Простите, Марина, это пространное отступление, но высказанное и есть контекст наших с Вами отношений в течение двадцати лет... Так много и так мало....

Вы не можете представить, какой поддержкой для меня была фраза, которой Вы заканчивали статью о моих холстах: "Светящиеся прозрачные "аксиомы" С. Богатырь еще раз ставят под сомнение непреложность вынесенного "пластическим достоинствам" в последние два десятилетия приговора". Критик, который был в " курсе" существа "приговора", рисковал сам выглядеть анахроничным, защищая "пластические достоинства". Защищая мои холсты, Вы рисковали собой. Статья была написана в 1990 году, когда локальная московская ситуация уже распахнулась в мировую, но еще не было ясно, что из этого проистечет.

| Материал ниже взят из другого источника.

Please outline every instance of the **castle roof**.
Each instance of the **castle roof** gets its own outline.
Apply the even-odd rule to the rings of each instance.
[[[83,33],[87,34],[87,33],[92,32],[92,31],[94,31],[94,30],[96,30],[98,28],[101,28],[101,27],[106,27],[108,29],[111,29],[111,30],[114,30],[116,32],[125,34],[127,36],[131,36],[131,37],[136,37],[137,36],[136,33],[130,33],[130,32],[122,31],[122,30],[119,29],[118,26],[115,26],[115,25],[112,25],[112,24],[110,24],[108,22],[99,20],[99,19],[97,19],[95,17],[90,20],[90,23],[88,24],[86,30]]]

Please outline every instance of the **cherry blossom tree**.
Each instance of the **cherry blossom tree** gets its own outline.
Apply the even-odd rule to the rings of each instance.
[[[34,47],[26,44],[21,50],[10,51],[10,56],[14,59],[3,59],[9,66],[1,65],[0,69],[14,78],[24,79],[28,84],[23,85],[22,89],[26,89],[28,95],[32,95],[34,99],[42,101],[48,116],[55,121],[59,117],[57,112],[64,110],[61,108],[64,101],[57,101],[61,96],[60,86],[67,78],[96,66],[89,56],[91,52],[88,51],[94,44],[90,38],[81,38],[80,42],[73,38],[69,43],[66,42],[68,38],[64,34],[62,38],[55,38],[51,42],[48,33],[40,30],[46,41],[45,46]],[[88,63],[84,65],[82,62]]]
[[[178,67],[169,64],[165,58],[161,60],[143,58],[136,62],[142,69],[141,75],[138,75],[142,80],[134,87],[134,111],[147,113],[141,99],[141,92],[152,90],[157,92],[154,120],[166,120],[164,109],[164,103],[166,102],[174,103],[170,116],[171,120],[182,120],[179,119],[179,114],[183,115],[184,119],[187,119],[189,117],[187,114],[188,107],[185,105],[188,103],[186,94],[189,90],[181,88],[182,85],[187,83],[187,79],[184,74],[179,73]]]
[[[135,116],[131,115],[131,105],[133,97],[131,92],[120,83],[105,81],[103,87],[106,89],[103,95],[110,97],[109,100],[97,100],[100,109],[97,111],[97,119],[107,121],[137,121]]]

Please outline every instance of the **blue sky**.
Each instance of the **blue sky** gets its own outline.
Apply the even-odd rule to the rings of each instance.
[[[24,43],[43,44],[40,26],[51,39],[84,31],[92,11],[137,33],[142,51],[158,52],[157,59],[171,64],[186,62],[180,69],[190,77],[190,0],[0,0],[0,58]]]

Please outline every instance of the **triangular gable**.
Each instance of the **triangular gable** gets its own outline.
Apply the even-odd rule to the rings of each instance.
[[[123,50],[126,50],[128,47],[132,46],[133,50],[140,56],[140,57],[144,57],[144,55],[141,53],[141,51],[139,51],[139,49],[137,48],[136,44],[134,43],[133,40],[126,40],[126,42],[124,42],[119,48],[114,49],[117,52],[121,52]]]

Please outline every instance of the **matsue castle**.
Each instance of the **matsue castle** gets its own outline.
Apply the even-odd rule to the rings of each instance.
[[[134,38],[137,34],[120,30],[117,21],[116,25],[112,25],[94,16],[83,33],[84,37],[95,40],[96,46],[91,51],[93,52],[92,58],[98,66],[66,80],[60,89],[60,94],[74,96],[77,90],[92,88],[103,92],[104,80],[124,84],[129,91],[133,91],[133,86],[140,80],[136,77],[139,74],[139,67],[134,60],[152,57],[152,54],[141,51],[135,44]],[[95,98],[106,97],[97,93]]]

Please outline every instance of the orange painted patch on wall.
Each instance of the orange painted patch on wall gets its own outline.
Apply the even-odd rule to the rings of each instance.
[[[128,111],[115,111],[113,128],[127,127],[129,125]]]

Жизнь менялась. Ваша и моя тоже. Я продолжала решать свои проблемы и "выяснять отношения с миром" в новом пространстве. Вы приезжали в Париж, я - в Москву. Ваша профессиональная жизнь происходила как бы на разных "этажах" одновременно. Как музейный работник высшего ранга Вы общались с западными коллегами: директорами музеев, кураторами – "сильными мира сего". Это был "высший этаж". С него обычно и произносятся приговоры, декреты и амнистии в искусстве. Другой этаж – Вас приглашали в качестве эксперта новые русские коллекционеры в Америке или русскоязычные галеристы. Именно этот новый опыт позволил Вам увидеть жестко обустроенную систему ранжиров на Западе. И Ваши рассказы были ценными добавлениями к моим наблюдениям и размышлениям. "Этажи" не пересекались, они были строго изолированы. Появляясь на "высшем" в качестве официального лица, Вы имели соответствующий рангу прием, но не имели права сказать даже слово о проблемах "другого этажа", - это было бы непростительным faux pas с Вашей стороны...Этикет и границы жестко организованной структуры функционирования искусства в обществе.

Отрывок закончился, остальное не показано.